However, it will be critical to
keep in mind that iPS cells will be most powerfully leveraged as tools for biomedical research when they are used alongside existing animal, cell, and molecular models of neural degeneration. If disease-specific iPS cells are to be translated into clinically JQ1 mouse informative models for mechanistic studies and therapeutic drug discovery, several basic requirements must ideally be met. First, it will be important to optimize methods for differentiating stem cells into the particular neural cell type of interest. In the specific case of the spinal motor neurons affected in ALS and SMA and midbrain dopaminergic neurons in PD, methods described in mouse and human embryonic stem cells have translated fairly well into iPS cells, though they are far from perfect. It may further be necessary to identify culture conditions to produce specific subclasses of the desired cell type. For example, in ALS, selective subclasses of motor neurons degenerate whereas other subclasses are preferentially spared (for example motor neurons of the
oculomotor complex in the midbrain controlling eye movements and motor neurons of sacral spinal cord controlling bowel and bladder function). In PD, the A9 nigrostrial dopaminergic selleckchem projection neurons are preferentially affected and are paramount for the motor symptoms that typify this disorder.
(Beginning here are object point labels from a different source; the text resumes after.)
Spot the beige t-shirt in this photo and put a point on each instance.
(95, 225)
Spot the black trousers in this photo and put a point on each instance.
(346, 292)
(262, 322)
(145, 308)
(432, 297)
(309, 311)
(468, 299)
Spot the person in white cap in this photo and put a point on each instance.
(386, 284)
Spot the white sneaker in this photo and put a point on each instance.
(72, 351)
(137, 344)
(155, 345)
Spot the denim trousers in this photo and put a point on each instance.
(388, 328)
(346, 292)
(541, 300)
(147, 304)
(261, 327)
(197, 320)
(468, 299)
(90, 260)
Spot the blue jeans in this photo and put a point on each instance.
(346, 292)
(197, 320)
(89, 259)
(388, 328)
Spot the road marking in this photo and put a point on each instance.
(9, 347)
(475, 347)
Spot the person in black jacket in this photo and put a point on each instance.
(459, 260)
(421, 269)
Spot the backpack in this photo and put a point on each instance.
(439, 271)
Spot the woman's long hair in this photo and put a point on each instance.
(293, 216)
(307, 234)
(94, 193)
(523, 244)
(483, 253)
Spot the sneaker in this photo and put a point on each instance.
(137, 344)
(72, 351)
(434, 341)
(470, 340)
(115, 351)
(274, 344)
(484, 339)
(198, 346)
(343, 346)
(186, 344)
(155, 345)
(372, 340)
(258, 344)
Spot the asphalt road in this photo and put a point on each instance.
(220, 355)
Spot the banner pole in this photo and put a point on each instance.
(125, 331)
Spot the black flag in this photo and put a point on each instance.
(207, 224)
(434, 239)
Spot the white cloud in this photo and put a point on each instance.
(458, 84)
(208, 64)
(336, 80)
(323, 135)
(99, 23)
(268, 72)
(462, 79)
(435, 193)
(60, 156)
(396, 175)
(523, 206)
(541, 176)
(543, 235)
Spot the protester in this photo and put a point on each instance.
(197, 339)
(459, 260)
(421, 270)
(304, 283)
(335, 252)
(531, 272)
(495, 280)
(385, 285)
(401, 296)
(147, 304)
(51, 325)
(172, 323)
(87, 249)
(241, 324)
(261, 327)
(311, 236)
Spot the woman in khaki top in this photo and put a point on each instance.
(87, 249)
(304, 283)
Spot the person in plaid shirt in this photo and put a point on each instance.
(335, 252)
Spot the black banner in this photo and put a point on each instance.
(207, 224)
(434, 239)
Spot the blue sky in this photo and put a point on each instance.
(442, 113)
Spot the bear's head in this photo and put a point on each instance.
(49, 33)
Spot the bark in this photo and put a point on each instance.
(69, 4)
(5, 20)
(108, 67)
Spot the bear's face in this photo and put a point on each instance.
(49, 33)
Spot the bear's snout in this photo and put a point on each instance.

Second, phenotypic assays relevant to the disease process need to be established and advances in genetic modifications to create isogenic control lines will impart rigorous methods to compare disease versus control phenotypes. Needless to say, iPS cell models alone will not be able to produce clinically important read-outs of memory dysfunction and behavioral changes in AD or frontotemporal dementia, tremor, bradykinesia, and rigidity in PD, or reduced forced vital capacity, swallowing dysfunction,
dysarthria, or limb motor impairment in ALS. However, recapitulation of key molecular, cellular, and anatomical changes involved in disease are well within the scope of disease-related phenotypes in culture. Expected phenotypes based on previously established animal and cellular models and observations from neuropathological studies should serve as a means to establish hypotheses or help validate the specific iPS L-NAME HCl model but the identification of novel mechanisms or cellular phenotypes remains an exciting possibility. Importantly, iPS cell models will allow for the study of human pathophysiology and pharmacologic responses. Lastly, iPS cell-based models may provide a new opportunity to understand selective vulnerability of populations of neurons to discrete degenerative stimuli, a theme common to many neurological disorders. Thus, in coming closer to creating more relevant cellular models of human neurological disease, perhaps what we can create, we can understand. S.